Far too little Lindsay. A one minute scene in the lab and a fifteen second voiceover? At first I tried to justify it because a lot of the scenes, especially for that case, were taped on location. (I don’t believe Anna went for on location shoot due to her baby.) But it was still far too little. They should have shown her in an interrogation scene.
This is the second time this season Mac has reamed one of his employees for not telling him something. (The first being Hawkes in “Murder Sings the Blues”) This time, it’s Adam for not immediately telling him about the DNA results. Mac was WAY out of line. At least this time, Stella was the only one around to witness it, because in Hawkes’ case, it was in front of an entire lab full of techs. Stella has been around Mac long enough to not worry about yelling back at him as well.
However, I can understand Mac’s need to keep up on everything in the lab. He had to have been surprised when Gerard confronted him with the DNA evidence (although I do think Gerard was unaware that Mac didn’t know). However, he’s so angry, and so emotionally involved that he can’t listen to reason.
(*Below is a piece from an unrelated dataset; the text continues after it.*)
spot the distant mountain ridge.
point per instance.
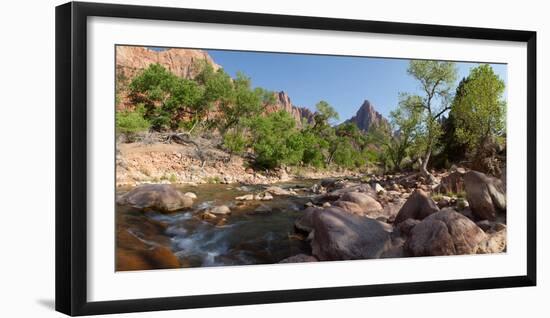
(367, 117)
(130, 60)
If Adam hadn’t shown Gerard the evidence, he’d of just pulled rank and seen it anyway!
I do wonder if they had Adam mention about his fathers’ abuse in “Some Buried Bones” to help explain his reaction to Mac’s yelling in this episode. He shirked away from Mac, and then later, exhibited one of the classic signs of abuse: blaming himself.
And it looks BAD for Mac. Dobson not only fell cuffed (which means Mac had the upper hand), he fell backwards. It would be nearly impossible for someone to lean that far back to be able to fall off, forward is easier. It's been coming all season, he's been out of line so many times, and it's finally coming to a head.
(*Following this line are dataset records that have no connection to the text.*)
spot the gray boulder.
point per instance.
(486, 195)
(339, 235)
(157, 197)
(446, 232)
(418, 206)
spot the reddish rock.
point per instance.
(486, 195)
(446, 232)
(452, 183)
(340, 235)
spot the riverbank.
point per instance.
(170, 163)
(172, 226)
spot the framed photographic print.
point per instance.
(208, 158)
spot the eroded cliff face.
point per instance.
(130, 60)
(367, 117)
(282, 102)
Why did it take so long for backup to respond? I don’t believe that there were no available units in the area, in fact, I’d think backup would have been there before Flack.
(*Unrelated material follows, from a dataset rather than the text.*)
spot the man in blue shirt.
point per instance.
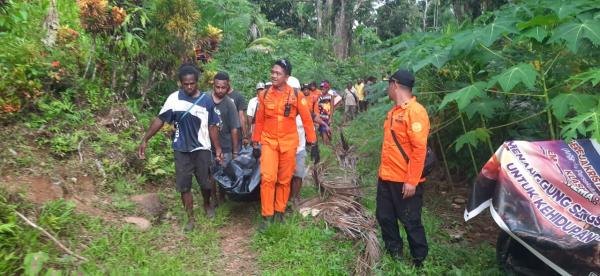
(196, 131)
Adam, Adam, Adam. It's PCR, not PDR. For God's sake, it's written on the kit! Adam would not have been allowed to draw blood, he doesn't have the training (grad school does not train you for that). The gel wasn't completely accurate, because I'd think they'd also have a negative control, and a molecular weight ladder. Beyond that, no one uses a gel for that purpose anymore. Also, I yelled at the screen when Adam put the tube into the centrifuge without a counterbalance. (Not having these balanced can be disastrous.)
And, a few more rants about this. (Sorry, I’m a scientist.) The PCR test does not shorten the window. It's just more reliable and the test is quicker than the traditional methods. Also, Stella's window is technically longer. The prophylactic retrovirals she took extend the window to over a year. Lastly, just because a test doesn't to detect it now, doesn't mean she couldn't develop it later. It just means that she didn't have enough to detect it, now.
However, this episode wraps up the HIV storyline. I don’t think it ended well. Part of me wishes Stella had tested positive. I didn’t like Stella’s comment about being able to dream again. What does that say to people who are potentially getting the diagnosis now? HIV is not a death sentence (at least within a year or so) anymore.
The cowgirl was not likeable. Turning on her partner was clearly only because she wanted to avoid the consequences. She had no remorse for killing someone, and I think still thought she did the right thing. And who can listen to their Ipod at work? (Besides students…)
To the wardrobe department: Thank you for finally picking out a semi-decent top for Stella.
Overall Verdict: Somewhat above average, but not the best. I wasn’t prepared for the major cliffhanger. However, the Dobson case is also the catalyst for the multiep arc about to begin, centered around Mac, with an internal investigation. However, I don’t think it will just be this incident that gets brought up.